# Read FHX file

In [1]:
import pandas as pd
import re
import numpy as np

In [2]:
PATH = r"/Users/Vesal/Desktop/AltaML/Project/Use Case 1/Data/OneDrive_1_1-13-2021/"#AltaML_Sample_FHX_SAMA_Data/"
# FILE_NAME = 'AltaML_FHX_Sample.txt'
FILE_NAME = 'Reduced_FHX_file.txt'

data = open(PATH + FILE_NAME, 'r').read().strip()

# Define Module Extraction Functions

## 1- MODULE_CLASS

In [3]:
def module_class_variables(data):
    
    module_class = data.split('\nMODULE_CLASS')[1:]
    
    module_class_lists = []
    actual_class_module = []
    
    if len(module_class) > 0:
        module_class = ['MODULE_CLASS' + modules for modules in  module_class]
        
        for module in module_class:

            regex=re.compile(r'NAME=.* CATEGORY')
            module_name = regex.findall(module)[0][6:-10]
            
            module_class_lists.append([module_name])
            actual_class_module.append(module)

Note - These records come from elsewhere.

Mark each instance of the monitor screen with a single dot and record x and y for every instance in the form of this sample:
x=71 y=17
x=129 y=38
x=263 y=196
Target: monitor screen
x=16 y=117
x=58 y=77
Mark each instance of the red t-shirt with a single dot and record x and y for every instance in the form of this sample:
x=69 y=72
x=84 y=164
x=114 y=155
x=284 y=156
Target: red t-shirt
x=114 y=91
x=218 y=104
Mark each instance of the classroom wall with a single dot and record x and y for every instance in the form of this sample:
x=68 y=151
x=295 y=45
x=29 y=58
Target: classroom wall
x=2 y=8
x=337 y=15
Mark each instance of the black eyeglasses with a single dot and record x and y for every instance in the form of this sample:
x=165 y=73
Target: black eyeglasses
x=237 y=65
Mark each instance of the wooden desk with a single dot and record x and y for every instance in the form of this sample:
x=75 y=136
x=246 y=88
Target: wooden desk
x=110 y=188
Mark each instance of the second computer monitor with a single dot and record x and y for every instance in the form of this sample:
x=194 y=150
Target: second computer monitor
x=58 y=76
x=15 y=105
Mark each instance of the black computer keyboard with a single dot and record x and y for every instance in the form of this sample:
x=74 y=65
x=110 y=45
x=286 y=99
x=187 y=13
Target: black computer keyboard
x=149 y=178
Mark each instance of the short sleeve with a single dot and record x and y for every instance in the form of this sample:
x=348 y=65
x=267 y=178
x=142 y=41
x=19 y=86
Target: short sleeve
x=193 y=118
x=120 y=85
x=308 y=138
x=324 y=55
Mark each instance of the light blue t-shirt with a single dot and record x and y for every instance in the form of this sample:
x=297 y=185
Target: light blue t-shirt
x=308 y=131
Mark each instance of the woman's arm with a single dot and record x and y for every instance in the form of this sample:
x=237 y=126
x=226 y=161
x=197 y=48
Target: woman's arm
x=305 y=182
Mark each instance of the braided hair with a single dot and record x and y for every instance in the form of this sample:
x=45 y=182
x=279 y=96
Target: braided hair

        return actual_class_module, module_class_lists
    
    else:
        return [[np.nan]]

## 2- MODULE_INSTANCE

In [4]:
def module_instance_variables(data):
    
    instance_modul_1 = data.split('MODULE_INSTANCE')[1:]
    
    module_instance_lists = []
    actual_instance_module = []
    
    if len(instance_modul_1) > 0:
        instance_modul_1 = ['MODULE_INSTANCE' + inst_modu for inst_modu in  instance_modul_1]
        
        for inst in instance_modul_1:

            # tag:
            regex=re.compile(r'TAG=.* PLANT_AREA')
            tag = regex.findall(inst)[0][5:-12]
            
            module_instance_lists.append([tag])
            actual_instance_module.append(inst)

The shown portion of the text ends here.